Un sentiment d’impréparation majoritaire

Si 35 % des répondants jugent la France totalement inapte à gérer les canicules, une part plus importante (65 %) considère au contraire que le pays est « plutôt » ou « tout à fait prêt ». Ce clivage traduit une perception contrastée de l’efficacité des dispositifs existants (plans canicule, campagnes de prévention, aménagements urbains) face à l’intensification des vagues de chaleur.

L’étude n’a pas détaillé les critères retenus pour évaluer la préparation du pays — prévention sanitaire, adaptation des infrastructures, gestion des réseaux électriques ou encore protection des populations vulnérables — mais elle intervient dans un contexte de montée en puissance des alertes météorologiques.

Treize départements en vigilance orange

Ce mercredi, Météo-France a placé treize départements en vigilance orange canicule, principalement dans le sud-ouest et le centre-ouest. À Bordeaux, les températures maximales pourraient atteindre 37 °C, tandis que plusieurs villes du quart sud-ouest connaissent des pics de chaleur qui dépassent les normales saisonnières.

Les autorités sanitaires rappellent les gestes de précaution : hydratation régulière, limitation des efforts physiques aux heures les plus chaudes, et vigilance particulière envers les personnes âgées, les jeunes enfants et les personnes souffrant de pathologies chroniques.

Un enjeu climatique récurrent

L’épisode actuel s’inscrit dans une tendance de fond : les canicules deviennent plus fréquentes et plus intenses en France sous l’effet du changement climatique. Le sixième rapport du Groupe d’experts intergouvernemental sur l’évolution du climat (GIEC) souligne que les vagues de chaleur seront multipliées dans les décennies à venir, ce qui pose la question de l’adaptation du territoire.

Les pouvoirs publics ont multiplié les dispositifs ces dernières années : plans canicule déclenchés par les préfets, création d’îlots de fraîcheur en ville, campagne de sensibilisation, ou encore obligation pour les établissements accueillant des personnes âgées de maintenir des pièces rafraîchies. Pourtant, les résultats de ce sondage suggèrent qu’une frange non négligeable de la population reste sceptique quant à la capacité du pays à répondre à ces défis.
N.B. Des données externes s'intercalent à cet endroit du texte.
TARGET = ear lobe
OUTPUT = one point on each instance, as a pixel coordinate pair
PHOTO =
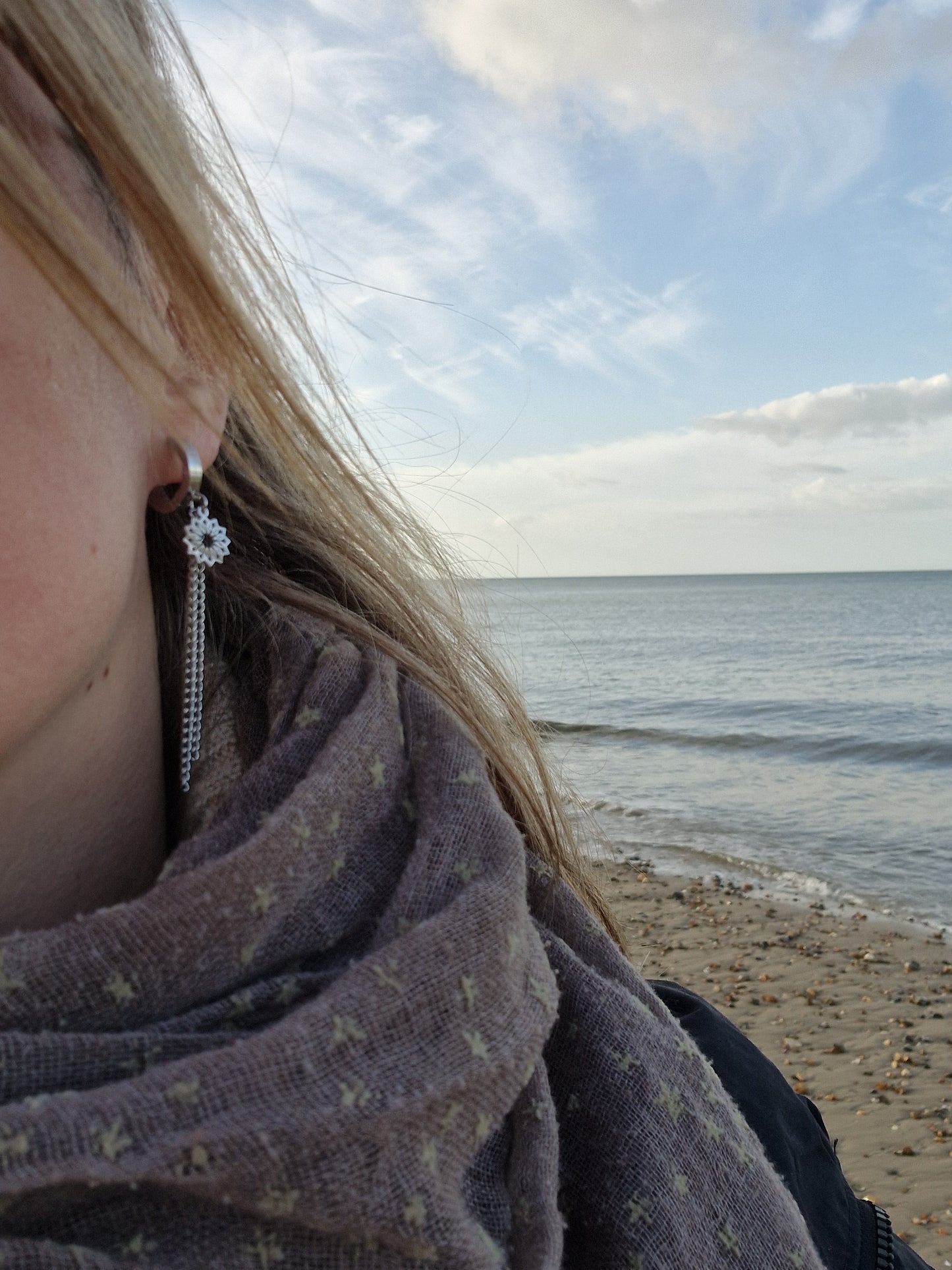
(201, 397)
(201, 415)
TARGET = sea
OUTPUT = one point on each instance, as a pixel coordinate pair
(793, 730)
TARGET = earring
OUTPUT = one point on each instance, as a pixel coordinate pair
(206, 545)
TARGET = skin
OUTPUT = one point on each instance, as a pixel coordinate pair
(83, 818)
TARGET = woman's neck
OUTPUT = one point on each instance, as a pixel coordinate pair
(83, 799)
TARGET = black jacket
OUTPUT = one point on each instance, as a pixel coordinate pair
(849, 1234)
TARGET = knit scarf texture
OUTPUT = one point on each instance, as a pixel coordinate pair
(357, 1024)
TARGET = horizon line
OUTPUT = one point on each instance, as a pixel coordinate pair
(752, 573)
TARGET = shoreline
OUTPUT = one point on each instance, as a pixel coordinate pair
(852, 1005)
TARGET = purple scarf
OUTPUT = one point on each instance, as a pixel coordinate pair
(354, 1024)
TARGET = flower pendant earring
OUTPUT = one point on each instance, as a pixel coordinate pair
(206, 545)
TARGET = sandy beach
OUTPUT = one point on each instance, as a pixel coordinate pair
(853, 1008)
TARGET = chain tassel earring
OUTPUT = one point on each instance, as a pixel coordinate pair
(206, 545)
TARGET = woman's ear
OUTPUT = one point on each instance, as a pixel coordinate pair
(200, 407)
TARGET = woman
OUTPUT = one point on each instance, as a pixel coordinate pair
(343, 993)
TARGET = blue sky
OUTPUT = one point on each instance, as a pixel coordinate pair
(623, 286)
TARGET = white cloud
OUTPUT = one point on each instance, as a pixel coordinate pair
(701, 501)
(593, 328)
(712, 76)
(853, 409)
(934, 197)
(368, 172)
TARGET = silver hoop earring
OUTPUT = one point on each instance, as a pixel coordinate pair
(206, 545)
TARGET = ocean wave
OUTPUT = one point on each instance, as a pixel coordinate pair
(928, 752)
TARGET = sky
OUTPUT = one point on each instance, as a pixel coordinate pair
(623, 286)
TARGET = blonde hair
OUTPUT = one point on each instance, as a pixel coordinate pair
(311, 522)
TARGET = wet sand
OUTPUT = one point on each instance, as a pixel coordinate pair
(854, 1009)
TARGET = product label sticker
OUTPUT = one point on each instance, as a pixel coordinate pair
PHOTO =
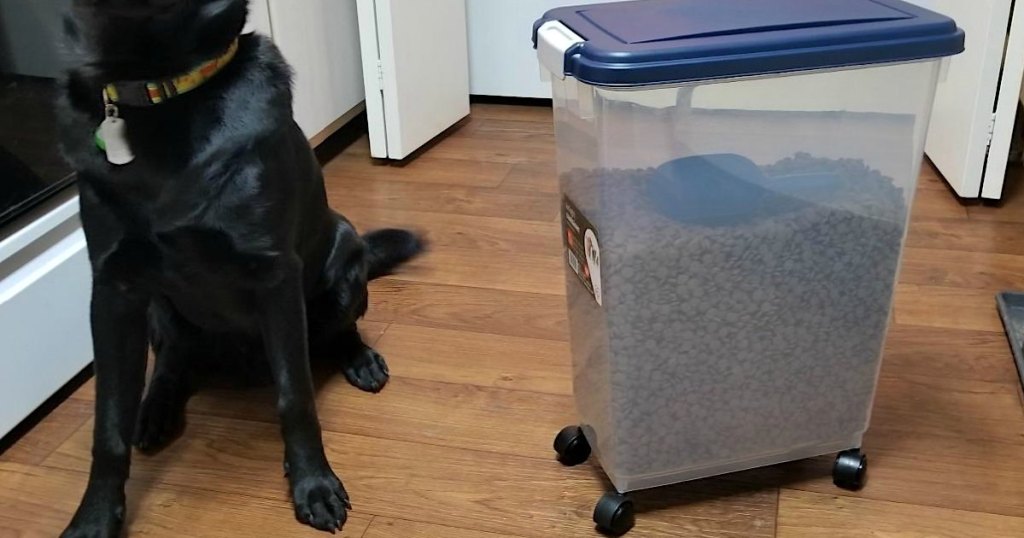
(583, 251)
Perceptions divergentes selon les catégories ?

Si l’enquête ne ventile pas les résultats par âge, région ou catégorie socioprofessionnelle, des études antérieures montrent généralement que les habitants des zones les plus exposées aux fortes chaleurs — grandes métropoles manquant d’espaces verts, régions méditerranéennes — sont plus critiques envers les politiques d’adaptation. À l’inverse, les populations rurales ou des régions tempérées peuvent sous-estimer les risques.

Des réponses institutionnelles attendues

Interrogé sur la question, le gouvernement n’a pas réagi directement aux résultats du sondage. Toutefois, la ministre de la Transition écologique a rappelé dans un précédent communiqué que le plan national d’adaptation au changement climatique prévoit des mesures spécifiques pour renforcer la résilience face aux canicules, notamment l’amélioration de l’isolation thermique des bâtiments et le verdissement des espaces urbains.

Alors que l’été n’a pas encore officiellement débuté, cet épisode de chaleur précoce relance le débat sur la préparation du pays face à des événements météorologiques extrêmes. Le sondage BFMTV/CSA intervient comme un signal d’alarme pour les pouvoirs publics, invités à renforcer la confiance des citoyens dans la capacité collective à affronter les canicules à venir.